ROANOKE TIMES

                         Roanoke Times
                 Copyright (c) 1995, Landmark Communications, Inc.

DATE: MONDAY, January 27, 1992                   TAG: 9201270219
SECTION: VIRGINIA                    PAGE: A-4   EDITION: METRO 
SOURCE: MIKE HUDSON STAFF WRITER
DATELINE:                                 LENGTH: Medium


CHILDREN USE GUNPLAY TO ACT OUT PROBLEMS

Pretending gunplay can be a healthy outlet for children, a psychologist says. But if they start doing it constantly, there's a problem.

Stephanie Pratola never buys toy guns for her sons.

"I think you can show them what you value by not investing your money in toy guns."

But that doesn't mean that toy guns never show up in her house. Her boys, 7 and 9, get them from friends or create them out of their imagination from things lying around the house.

"Kids make things be guns if they need guns," Pratola says. "At some point, you've got to be able to symbolically display aggression. If you don't let them play guns, they play swords. If you don't let them play swords, they play lasers."

As a mother, Pratola has done some thinking about children and gunplay.

As a clinical psychologist, she frequently deals with the issue of guns and aggression.

In her private practice in the Roanoke Valley, Pratola often uses play therapy with the children she counsels. They often want to act out their problems through gunplay.

Children play guns in two ways - either they are imitating and imagining or they are acting out aggression. For children, playing is their way of thinking out loud.

You can't tell a child not to think about something, she said. "If you tell them don't think about a white polar bear, they'll think about it."

But if guns are the only toys you buy for your kids, she said, you're not giving them much chance to use their imagination in other ways.

Children will repeat a game over and over, she said, but a parent should be concerned when a child seems to get stuck on repeating a game - such as gunplay - to the point it's the only thing they do. "Then you have to ask yourself: What's bothering my child?"

You have to wonder whether they are seeing too much violence, in real life or on television.

Usually, when children play with guns, they will take on a character such as He Man or the Ninja Turtles, and they'll march, hide, hunt, eat and shoot.
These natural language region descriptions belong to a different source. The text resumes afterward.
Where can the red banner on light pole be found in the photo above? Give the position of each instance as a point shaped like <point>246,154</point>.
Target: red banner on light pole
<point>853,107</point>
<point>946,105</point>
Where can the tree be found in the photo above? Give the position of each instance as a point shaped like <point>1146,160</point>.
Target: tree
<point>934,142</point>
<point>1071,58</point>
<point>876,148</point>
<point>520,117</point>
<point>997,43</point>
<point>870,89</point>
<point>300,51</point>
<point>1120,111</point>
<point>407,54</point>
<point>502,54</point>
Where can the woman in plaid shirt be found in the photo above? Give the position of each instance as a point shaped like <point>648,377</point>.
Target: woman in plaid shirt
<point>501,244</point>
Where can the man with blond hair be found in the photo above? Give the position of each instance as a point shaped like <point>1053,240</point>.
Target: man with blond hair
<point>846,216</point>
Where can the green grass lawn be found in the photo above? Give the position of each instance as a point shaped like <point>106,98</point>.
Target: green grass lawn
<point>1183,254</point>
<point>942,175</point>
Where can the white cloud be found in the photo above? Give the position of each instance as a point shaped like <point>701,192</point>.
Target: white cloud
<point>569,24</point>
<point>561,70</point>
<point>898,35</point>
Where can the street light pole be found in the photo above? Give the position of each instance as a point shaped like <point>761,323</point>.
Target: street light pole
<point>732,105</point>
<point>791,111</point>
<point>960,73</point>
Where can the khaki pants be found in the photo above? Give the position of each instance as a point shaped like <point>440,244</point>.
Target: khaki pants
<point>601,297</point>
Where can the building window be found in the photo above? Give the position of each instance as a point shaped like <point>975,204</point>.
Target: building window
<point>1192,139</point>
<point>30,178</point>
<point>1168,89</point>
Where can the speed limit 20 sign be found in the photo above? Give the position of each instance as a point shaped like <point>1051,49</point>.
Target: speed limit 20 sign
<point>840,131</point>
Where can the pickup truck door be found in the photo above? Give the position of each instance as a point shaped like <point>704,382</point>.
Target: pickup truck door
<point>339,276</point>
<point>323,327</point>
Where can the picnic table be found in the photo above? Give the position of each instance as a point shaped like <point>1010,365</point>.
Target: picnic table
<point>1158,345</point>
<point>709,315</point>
But if the only way they use their imagination is shooting at people, "then I would be concerned."

She believes parents also should remember that kids watch what you do more than they listen to what you say. You give a mixed message if you tell a kid to be careful with guns but at the same time keep one in your pickup truck, she said.
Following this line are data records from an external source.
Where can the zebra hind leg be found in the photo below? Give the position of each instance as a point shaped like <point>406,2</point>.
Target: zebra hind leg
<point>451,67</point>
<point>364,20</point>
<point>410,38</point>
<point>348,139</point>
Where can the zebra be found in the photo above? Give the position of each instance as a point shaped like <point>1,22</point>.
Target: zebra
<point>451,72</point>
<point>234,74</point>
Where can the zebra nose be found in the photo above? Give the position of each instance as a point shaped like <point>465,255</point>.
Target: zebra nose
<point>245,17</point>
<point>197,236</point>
Also, if kids are constantly exposed to threats and violence and anger "and the need to be right at all costs," they will play that out if they have access to guns.

Even when children do play with guns, she said, you should set limits. Make sure they follow the same safety rules they would if the guns were real.

When she does play therapy with children, "If they're acting like it's a real gun, then I tell them they can't point it at me." If a child wants to play that he's killing someone, then she'd have them have one doll kill another - "so that fantasy and reality don't blur that much."